The Chancellor is expected to announce cuts and delays to some projects as Labour tries to plug a £20bn deficit in its finances
Sunday 28 July 2024 19:55 BST
Rachel Reeves will present the results of an audit of the country’s finances on Monday, and set out her plans to begin plugging a £20bn black hole her party has uncovered since coming into government. The chancellor will insist that the true state of Labour’s economic legacy has been “covered up” by her predecessors, requiring tough and unexpected decisions.
Reeves is expected to announce delays to some infrastructure projects, as well as measures to cut spending in other parts of Whitehall. Labour insiders insist infrastructure remains a top priority for the government, but he will face criticism that the UK’s long-term economic growth outcomes depend on such projects.

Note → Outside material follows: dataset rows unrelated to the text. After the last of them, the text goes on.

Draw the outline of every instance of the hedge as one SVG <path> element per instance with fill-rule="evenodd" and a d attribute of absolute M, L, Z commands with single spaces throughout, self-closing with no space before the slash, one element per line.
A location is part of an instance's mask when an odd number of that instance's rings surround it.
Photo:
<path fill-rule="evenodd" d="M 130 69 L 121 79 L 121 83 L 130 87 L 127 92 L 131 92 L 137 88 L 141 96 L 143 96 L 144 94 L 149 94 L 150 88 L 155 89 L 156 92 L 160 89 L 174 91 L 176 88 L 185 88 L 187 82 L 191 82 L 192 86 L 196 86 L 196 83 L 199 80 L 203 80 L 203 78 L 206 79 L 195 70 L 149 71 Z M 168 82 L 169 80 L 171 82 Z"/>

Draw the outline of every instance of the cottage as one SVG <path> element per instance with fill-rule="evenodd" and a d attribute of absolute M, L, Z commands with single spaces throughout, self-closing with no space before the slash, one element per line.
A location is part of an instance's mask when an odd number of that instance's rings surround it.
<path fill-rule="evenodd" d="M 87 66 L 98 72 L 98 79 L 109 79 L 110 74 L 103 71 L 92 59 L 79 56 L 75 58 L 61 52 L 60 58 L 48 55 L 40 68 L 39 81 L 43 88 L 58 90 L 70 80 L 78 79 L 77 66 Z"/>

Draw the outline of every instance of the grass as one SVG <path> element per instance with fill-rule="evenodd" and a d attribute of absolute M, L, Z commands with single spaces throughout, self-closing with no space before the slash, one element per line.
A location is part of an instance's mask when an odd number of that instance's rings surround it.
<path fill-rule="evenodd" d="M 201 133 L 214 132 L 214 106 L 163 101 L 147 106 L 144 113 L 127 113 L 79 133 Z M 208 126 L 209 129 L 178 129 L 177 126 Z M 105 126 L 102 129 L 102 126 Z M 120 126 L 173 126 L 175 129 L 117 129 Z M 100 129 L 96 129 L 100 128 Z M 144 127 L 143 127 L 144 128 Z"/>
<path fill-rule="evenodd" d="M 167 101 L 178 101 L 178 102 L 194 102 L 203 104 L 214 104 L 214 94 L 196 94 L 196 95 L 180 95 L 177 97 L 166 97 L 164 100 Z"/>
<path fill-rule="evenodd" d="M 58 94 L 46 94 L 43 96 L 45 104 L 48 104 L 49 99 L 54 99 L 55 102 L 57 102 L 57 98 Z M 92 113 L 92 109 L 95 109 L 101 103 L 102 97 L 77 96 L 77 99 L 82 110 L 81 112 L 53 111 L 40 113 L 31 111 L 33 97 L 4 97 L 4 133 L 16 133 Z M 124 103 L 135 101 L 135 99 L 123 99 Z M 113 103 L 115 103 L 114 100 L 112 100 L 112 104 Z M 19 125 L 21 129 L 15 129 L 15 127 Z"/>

The Guardian understands that Reeves’ statement to the House of Commons will not mark the end of the government’s cuts review process, but will set out the first projects to be axed or reduced.
A27 Arundel bypass
Before the general election, Labour pledged to fund the repair of an extra million potholes each year in England. It said this would be paid for by delaying the A27 Arundel bypass in West Sussex. It was hoped the project would increase road capacity and reduce congestion, but Labour called it “poor value for money”.
The last government pushed back the project until at least 2025, citing environmental concerns. Advocacy groups including the Sussex Wildlife Trust had opposed its construction, saying it would cause irreversible environmental damage and increase harmful carbon emissions. It now appears the project could be delayed indefinitely.
Project to restore 45 railway lines
In his 2019 Conservative manifesto, Boris Johnson pledged to restore railway lines and stations that had been closed under the infamous Beeching cuts of the mid-1960s. The following year, he committed £500 million to the project, called the Restoring Your Railway programme, which was to reopen 44 railway lines that had been the subject of successful tenders. Only one line has been restored since 2020: the Dartmoor line between Exeter and Okehampton, which reopened in November 2021.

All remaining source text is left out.